ジルとの会話2
「さて、クラリス。どうした。向こうに座ろうか」
長椅子と低い卓のある一角へ移る。彼が長椅子に腰を下ろすのを見て、向かいに座ろうとしたら、ぐっと腕を引かれて隣に座らされた。
「近ごろは、愛しい妻を見ると我慢が利かなくてね。……で、灌漑の式の話かな。ぜひ聞かせてくれ」
髪に触れられたまま言われて、クラリスは咳払いをした。
完成したことと、設置に行きたいことだけを、端的に話そう。そう心に決めて、口を開いた。

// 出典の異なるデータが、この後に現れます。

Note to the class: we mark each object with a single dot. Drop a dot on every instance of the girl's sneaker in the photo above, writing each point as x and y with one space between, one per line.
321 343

が、話しはじめると、いつものように止まらなくなった。
五つの村で土が違うこと。この式は水を生み出すのではなく、地中の水を引き上げて撒くものだから、水脈までの距離も考えに入れる必要があること。砂の村では水が抜けすぎ、粘土の村では溜まりすぎること。同じ板で両方を成り立たせるために、係数を七通り試したこと。最後は、土の乾きを時間ではなく、抵抗の変化率で読ませることにしたこと。
ジルヴェスターは、口を挟まずに聞いていた。
「——なので、村ごとに式を書き直さなくて済みます。石の数だけ変えれば、同じ板が使えます。工房の負担も減りますし、壊れたときの替えも利きます」
そこまで言って、ようやく息をついた。
「……すみません、また喋りすぎました」
「いや」
彼は笑っていた。
「それで、この魔道具を、また西部に設置しに行きたいんです。たぶん、一週間ほどかかると思います」
そう言った途端、ジルヴェスターの表情が硬くなった。
「……正直、今の北西部は安全とは言えない」
考えるように、彼は続けた。
「ヴィルス王太子からの返答を待てるか。その中身を見てから判断したい」
もちろんです、とクラリスは強く頷いた。
それを見て、安心したように彼は言った。
「この国のために、一緒に考えてくれてありがとう。……同じ方向を向いてくれる人が妻でよかった」
部屋に戻ってからも、その言葉が耳に残っていた。
この国のために。
寝間着に着替えて、寝台の端に腰かけて、クラリスはぼんやりと窓の外を見ていた。夏の夜は明るくて、まだ空の端に薄い青が残っている。
——正直、そうではない。
勝手に遊んでいた魔法式に、使い道を見つけてくれたのはルークだ。西部の畑を見に行こうと言ったのも、彼だった。
それに——。
西部の土を掘っていたとき、頭にあったのは何だっただろう。村の人たちの顔も、たしかにあった。麦が増えれば、誰かが冬を越せる。それも本当だ。
でも、いちばん最初にあったものは。
執務室で「ありがとう」と言われた瞬間、胸のあたりが熱くなった。あの熱さのことを、彼女は知っている。祝詞を読んだとき、壇の下から彼が見上げていた、あのときと同じものだ。
ジルヴェスターに喜んでもらいたくて、やっているだけかもしれない。
そう思ったら、少し後ろめたくなった。国のためだと言われて、素直に受け取れなかった。褒められて嬉しかったぶんだけ、後ろめたい。純粋に民のことだけを思って動いている人が聞いたら、呆れるだろうか。
それでも、と思う。
いつか、あの人が言ったように、同じ方向を見られるようになれたらいい。
そして、あの人が抱えている孤独を——半分とは言わずとも、少しでも背負えるようになりたかった。